Enhanced Representation Charter Amendment Act of 2019

Introduced: October 8, 2019

Co-introducers: Councilmembers Robert White and Brianne Nadeau

BILL TEXT | PRESS RELEASE

Summary: To amend the District of Columbia Home Rule Act to reform the structure of the Council from unicameral to bicameral, increase legislative representation of the people of the District of Columbia, provide for non-partisan legislative elections, and to amend the Boundaries Act of 1975 to increase the number of election wards from 8 to 9.

Councilmember Grosso's Introduction Statement:

And finally, today I’m introducing the Enhanced Representation Charter Amendment Act of 2019, along with Councilmembers Nadeau and Robert White, which would reform the District of Columbia government to provide residents more input into the political process at the local level.

I have often said that in a city as large as ours with a population greater than some states, 13 members can be insufficient to tackle the multitude of issues we see regularly in a meaningful way.

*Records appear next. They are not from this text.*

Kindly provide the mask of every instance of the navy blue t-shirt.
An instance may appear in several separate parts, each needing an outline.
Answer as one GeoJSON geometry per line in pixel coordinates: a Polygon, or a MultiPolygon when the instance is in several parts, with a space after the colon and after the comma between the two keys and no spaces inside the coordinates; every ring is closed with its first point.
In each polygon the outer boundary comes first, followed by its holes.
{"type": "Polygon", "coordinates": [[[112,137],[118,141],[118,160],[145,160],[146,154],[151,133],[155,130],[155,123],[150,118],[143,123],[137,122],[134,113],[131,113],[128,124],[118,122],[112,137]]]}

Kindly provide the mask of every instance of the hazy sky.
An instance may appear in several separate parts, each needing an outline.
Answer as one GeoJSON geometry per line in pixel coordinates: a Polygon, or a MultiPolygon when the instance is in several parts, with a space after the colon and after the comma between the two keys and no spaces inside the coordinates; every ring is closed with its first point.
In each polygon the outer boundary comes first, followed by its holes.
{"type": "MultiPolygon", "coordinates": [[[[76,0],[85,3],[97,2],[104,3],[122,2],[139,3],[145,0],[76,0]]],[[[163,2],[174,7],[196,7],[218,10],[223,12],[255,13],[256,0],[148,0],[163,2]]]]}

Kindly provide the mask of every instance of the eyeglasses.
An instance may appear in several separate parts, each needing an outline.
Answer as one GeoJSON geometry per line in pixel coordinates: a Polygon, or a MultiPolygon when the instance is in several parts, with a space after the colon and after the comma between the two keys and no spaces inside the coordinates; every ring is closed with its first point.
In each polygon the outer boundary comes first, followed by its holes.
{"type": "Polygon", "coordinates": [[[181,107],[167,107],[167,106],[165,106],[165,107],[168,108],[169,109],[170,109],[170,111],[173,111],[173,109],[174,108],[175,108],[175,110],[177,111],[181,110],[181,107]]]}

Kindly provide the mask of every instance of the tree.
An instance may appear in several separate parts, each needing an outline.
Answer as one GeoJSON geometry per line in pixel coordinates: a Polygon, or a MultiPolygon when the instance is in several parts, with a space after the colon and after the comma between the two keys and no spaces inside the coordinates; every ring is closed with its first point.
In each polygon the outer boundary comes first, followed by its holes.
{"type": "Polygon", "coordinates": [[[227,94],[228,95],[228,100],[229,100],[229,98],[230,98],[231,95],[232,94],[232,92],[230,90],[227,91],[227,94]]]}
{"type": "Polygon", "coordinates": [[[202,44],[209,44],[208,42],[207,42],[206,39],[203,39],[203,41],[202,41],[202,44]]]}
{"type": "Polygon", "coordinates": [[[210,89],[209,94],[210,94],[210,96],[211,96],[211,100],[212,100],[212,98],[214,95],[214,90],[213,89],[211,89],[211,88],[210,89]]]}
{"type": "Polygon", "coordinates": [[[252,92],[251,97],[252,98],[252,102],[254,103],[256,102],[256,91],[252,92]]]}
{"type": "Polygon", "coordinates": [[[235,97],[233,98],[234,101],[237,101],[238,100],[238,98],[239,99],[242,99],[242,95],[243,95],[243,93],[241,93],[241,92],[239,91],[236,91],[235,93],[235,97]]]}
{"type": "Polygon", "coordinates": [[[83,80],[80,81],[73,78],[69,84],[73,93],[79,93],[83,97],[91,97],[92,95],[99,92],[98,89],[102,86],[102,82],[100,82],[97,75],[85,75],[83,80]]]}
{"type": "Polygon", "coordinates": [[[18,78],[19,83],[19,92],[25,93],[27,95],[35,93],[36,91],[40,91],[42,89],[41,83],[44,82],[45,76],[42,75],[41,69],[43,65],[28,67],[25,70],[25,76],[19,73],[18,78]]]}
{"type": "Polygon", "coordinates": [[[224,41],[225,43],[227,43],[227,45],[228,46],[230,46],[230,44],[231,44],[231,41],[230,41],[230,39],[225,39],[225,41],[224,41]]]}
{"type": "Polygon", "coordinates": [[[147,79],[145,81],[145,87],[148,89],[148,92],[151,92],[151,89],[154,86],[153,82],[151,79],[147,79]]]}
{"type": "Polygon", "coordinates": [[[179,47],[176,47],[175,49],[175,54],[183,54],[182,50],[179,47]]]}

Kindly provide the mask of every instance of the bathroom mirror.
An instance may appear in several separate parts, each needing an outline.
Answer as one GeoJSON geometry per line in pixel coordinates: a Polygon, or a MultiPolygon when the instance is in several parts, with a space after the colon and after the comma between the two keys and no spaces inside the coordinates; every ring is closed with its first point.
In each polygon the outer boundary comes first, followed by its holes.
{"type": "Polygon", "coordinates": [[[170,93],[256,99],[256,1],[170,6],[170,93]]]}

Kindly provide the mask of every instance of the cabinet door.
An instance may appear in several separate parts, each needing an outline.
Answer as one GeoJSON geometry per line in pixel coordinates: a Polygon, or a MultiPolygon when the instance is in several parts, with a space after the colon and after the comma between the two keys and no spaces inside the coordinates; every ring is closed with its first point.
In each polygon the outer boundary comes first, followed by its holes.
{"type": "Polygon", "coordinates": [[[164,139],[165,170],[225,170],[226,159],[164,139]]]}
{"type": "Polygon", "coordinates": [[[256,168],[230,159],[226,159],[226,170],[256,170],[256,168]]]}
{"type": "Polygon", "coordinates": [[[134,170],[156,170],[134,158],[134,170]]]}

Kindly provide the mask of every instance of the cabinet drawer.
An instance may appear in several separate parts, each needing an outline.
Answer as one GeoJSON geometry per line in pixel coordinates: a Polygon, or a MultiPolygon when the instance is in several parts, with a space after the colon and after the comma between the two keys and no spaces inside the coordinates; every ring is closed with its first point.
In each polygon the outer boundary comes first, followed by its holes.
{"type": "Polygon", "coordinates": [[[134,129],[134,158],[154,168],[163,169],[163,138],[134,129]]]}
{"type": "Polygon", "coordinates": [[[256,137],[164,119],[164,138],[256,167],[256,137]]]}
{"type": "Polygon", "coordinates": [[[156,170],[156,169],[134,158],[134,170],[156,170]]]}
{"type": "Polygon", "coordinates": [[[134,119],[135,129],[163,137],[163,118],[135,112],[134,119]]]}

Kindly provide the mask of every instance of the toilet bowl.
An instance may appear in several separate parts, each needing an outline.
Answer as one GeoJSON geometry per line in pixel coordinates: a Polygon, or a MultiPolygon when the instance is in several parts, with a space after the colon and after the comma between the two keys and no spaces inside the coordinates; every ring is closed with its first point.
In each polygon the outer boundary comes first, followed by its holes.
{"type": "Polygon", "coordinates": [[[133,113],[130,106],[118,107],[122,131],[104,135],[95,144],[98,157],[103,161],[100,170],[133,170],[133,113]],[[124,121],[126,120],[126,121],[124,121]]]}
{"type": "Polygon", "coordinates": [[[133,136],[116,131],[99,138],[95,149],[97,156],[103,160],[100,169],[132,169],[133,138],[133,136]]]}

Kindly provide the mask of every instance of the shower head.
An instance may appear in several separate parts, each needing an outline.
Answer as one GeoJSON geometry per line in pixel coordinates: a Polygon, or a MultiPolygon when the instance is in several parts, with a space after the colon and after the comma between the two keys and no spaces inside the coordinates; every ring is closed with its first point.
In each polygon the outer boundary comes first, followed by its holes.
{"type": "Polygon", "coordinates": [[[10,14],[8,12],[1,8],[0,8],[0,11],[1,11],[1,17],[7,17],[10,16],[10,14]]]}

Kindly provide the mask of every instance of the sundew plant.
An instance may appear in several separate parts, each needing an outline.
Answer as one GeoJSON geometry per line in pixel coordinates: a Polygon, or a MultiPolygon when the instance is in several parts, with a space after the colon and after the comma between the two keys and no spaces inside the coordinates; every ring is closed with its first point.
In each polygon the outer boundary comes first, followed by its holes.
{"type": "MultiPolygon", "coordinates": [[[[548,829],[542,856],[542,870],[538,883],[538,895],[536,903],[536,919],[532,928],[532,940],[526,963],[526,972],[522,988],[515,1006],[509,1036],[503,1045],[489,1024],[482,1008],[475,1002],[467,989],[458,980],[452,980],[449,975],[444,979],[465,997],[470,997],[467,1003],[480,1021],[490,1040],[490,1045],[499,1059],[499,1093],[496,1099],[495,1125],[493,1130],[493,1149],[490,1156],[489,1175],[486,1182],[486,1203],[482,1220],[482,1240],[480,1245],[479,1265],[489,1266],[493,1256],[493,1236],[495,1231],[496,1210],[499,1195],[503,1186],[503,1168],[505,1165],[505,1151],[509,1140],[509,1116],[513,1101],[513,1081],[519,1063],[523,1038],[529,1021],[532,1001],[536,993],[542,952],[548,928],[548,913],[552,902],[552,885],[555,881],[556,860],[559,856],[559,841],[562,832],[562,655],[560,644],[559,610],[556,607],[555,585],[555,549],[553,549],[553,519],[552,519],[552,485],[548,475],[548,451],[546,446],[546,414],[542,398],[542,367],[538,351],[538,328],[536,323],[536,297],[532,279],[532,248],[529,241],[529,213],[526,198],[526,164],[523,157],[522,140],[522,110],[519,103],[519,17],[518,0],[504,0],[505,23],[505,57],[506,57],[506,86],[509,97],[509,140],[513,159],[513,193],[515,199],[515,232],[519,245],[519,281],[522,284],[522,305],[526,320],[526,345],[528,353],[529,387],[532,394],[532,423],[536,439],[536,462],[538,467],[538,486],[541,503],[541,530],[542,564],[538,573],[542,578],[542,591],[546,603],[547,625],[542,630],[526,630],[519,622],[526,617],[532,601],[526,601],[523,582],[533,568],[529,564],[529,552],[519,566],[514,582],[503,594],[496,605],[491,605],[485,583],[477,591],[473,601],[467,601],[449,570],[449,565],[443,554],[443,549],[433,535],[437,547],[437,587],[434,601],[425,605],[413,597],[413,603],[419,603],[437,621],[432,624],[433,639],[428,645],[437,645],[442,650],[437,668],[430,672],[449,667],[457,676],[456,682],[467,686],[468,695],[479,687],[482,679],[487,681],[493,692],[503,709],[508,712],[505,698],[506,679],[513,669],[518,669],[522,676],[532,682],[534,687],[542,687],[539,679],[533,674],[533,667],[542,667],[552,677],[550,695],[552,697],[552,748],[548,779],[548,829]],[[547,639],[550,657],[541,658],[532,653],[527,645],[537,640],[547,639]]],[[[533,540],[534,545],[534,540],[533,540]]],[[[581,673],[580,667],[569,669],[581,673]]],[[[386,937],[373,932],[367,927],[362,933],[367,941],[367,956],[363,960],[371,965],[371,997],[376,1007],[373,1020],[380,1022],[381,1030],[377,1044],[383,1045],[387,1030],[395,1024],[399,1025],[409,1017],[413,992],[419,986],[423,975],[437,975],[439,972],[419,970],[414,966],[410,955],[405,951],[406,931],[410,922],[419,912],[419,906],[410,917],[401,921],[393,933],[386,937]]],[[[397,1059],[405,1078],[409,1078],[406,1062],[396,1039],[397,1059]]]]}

The legislation creates a bicameral legislature, with a Senate of nine senators, and an Assembly of twenty-seven Representatives.

With more representatives representing fewer residents, public input can be better captured at each stage of the legislative process and more elected officials and staff time can improve our legislative outcomes.

The bill also makes the elections to Council non-partisan, ensuring that an exclusive party primary does not serve as a de facto general election.

While the residents of the District of Columbia deserve representation in the U.S. Congress, they also deserve a local government that better represents everyone who is affected by our decisions. One that truly reflects their preferences in candidates. And one that provides residents multiple avenues to affect the decisions we make every day on their behalf.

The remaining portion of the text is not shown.